Shell’s Brent Spar debacle in 1995, for example, badly damaged the Anglo-Dutch oil giant’s reputation. A decision to detonate and dump the Brent Spar oil storage tanker in waters off the north coast of Scotland led to a three-week occupation of the asset by Greenpeace and public boycotts of Shell service stations across Europe. Shell is now gearing up to decommission four of its giant, remote Brent oil rigs. Unlike its calamitous Spar plans, the current idea is to remove the rigs one at a time in a single lift, before shipping them back to land for recycling.
The UK government is aware of the demands facing such businesses. In February, the state-backed Oil and Gas Authority (OGA) launched a search for operators to participate in a programme to find ways to share work and cut costs.
The need for effective, good-value decommissioning in the North Sea is becoming an industry in its own right
For now, this means research and planning on the best ways to remove structures and equipment. These options include, controversially, simply leaving the infrastructure in place. Other choices include cutting the structure up to reduce its height and laying formerly exposed parts on the sea bed, towing the structure to another site or simply sinking it entirely.
As ever, timing in such decisions is key, says insurer and risk expert Marsh. Amy Barnes, chief client officer of the firm’s energy practice, says the North Sea’s oil and gas infrastructure is “very interconnected, meaning that many operators rely on other operators’ assets or infrastructure”. She adds: “If infrastructure that an operator is dependent on is decommissioned ‘early’, there may be unforeseen costs to build new infrastructure.”
The industry is faced with the task of decommissioning in ways that make economic and environmental sense. According to OGA head of decommissioning Jim Christie: “While estimates of cost, scale and scope vary, there is no doubt that the decommissioning effort facing our basin is significant. We must act now to capitalise on the opportunity it presents.”
If the UK can get it right in the North Sea, it will be laying the foundations for an industry that can be replicated and a skilled workforce that could be hired all over the world.
CASE STUDY: REEFS, HOTELS AND WIND FARMS
If necessity is the mother of invention, finding cost-effective ways to manage a growing number of obsolete oil and gas assets has certainly birthed some innovative schemes.
Retired marine-based assets have been reworked in a variety of ways, which are as much testament to their developers’ imaginations as to the assets’ durability. For example, off the coast of Sipadan, Malaysia, lies a 25-room hotel housed in a former oil rig.
In the Netherlands, two bright orange oil rig escape pods now serve as floating accommodation designed by the Dutch architect Denis Oudendijk.
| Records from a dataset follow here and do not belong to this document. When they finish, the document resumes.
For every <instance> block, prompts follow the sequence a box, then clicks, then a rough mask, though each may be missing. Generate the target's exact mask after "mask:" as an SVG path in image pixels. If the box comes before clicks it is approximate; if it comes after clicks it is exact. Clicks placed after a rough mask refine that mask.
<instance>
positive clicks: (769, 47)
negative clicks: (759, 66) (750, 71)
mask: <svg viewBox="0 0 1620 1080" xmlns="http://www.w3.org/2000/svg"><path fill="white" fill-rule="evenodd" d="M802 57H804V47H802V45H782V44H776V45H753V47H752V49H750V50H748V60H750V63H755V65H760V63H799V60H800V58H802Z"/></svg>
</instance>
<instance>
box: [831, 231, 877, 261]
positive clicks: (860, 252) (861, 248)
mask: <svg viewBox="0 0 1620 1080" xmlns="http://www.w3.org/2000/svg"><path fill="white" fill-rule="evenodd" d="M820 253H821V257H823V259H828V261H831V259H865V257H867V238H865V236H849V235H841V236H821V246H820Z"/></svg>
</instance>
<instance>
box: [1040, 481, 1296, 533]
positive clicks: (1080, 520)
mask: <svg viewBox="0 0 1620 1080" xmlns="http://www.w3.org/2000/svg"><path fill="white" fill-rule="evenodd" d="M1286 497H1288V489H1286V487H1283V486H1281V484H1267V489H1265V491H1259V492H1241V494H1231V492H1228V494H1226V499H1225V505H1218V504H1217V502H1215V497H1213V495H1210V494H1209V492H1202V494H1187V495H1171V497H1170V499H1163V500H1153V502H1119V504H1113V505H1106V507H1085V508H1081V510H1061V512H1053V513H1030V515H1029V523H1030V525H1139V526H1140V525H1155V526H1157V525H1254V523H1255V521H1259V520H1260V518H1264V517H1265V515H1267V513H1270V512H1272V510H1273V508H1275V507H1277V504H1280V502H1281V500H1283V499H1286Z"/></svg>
Amy Barnes, chief client officer of insurer and risk expert Marsh’s energy practice, says she has seen “proposals for off-shore platform jackets to be repurposed to take on wind farms or scuba-diving stations”.
Perhaps most significantly, obsolete oil rigs have great potential as artificial reefs. With natural reefs under threat globally, the underwater sections of rigs become economically and ecologically valuable ecosystems, scientists at University of California, Santa Barbara argue, supporting fish larval production, and acting as homes for delicate plant and marine life.
Californians Amber Jackson and Emily Callahan are the founders of organisation Rigs-to-Reefs, which advocates removing the visible sections of disused oil rigs and converting the underwater remainder into fish-producing artificial reefs. They put the cost of a single rig-to-reef conversion at $800,000, compared with around $5 million for dismantling and removing a rig entirely.
Far from being ghostly reminders of former industry, there is the possibility of decommissioned assets becoming thriving businesses, albeit enterprises which may yet surprise the former owners.